Thursday, December 13, 2007

BellKor ensemble for recommendations

The BellKor team won the progress prize in the Netflix recommender contest. They have published a few papers ([1] [2] [3]) on their ensemble approach that won the prize.

The first of those papers is particularly interesting for the quick feel of the do-whatever-it-takes method they used. Their solution consisted of tuning and "blending 107 individual results .... [using] linear regression."

This work is impressive and BellKor deserves kudos for winning the prize, but I have to say that I feel a little queasy reading this paper. It strikes me that this type of ensemble method is difficult to explain, hard to understand why it works, and likely will be subject to overfitting.

I suspect not only will it be difficult to know how to apply the results of this work to different recommendation problems, but also it even may require redoing most of the tuning effort put in so far by the team if we merely swap in a different sample of the Netflix rating data for our training set. That seems unsatisfying to me.

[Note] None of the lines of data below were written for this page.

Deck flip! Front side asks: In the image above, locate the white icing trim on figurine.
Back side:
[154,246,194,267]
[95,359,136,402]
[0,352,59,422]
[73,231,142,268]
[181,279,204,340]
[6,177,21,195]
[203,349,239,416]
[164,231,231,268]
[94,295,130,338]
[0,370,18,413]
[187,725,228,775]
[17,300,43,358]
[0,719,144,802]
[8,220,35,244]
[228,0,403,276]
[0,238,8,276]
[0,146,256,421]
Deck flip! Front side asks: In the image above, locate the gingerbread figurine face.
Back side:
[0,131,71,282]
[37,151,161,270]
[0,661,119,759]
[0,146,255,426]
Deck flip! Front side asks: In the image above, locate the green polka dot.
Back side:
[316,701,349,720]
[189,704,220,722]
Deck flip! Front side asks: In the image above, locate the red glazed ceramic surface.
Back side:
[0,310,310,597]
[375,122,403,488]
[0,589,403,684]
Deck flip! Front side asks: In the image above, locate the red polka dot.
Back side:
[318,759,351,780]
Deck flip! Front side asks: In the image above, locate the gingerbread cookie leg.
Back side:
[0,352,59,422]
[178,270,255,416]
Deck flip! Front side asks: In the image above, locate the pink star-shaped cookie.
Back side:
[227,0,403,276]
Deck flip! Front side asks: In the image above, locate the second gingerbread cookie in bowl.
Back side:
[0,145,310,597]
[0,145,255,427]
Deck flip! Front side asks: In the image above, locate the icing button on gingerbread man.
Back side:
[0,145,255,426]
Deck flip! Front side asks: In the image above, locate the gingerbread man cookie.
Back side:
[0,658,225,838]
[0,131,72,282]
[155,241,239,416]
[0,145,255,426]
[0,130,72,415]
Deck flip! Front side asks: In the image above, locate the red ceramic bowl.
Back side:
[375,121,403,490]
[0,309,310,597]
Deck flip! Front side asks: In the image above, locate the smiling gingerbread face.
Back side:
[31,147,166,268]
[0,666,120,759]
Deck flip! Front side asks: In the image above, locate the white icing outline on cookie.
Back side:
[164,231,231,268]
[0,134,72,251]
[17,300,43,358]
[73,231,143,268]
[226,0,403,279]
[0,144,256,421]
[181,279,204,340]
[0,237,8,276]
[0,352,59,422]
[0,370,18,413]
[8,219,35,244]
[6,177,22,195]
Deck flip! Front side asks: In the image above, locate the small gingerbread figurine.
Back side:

It probably is unsatisfying to Netflix as well. Participants may be overfitting to the strict letter of this contest. Netflix may find that the winning algorithm actually is quite poor at the task at hand -- recommending movies to Netflix customers -- because it is overoptimized to this particular contest data and the particular success metric of this contest.

In any case, you have to admire the Bellkor team's tenacity. The papers are worth a read, both for seeing what they did and for their thoughts on all the different techniques they tried.

1 comment:

Anonymous said...

With all respect to the winner, your post raises a related question. The differences in RMSE are small among the top submissions. One wonders whether their rank order would hold up across repeated test sets from the same distribution.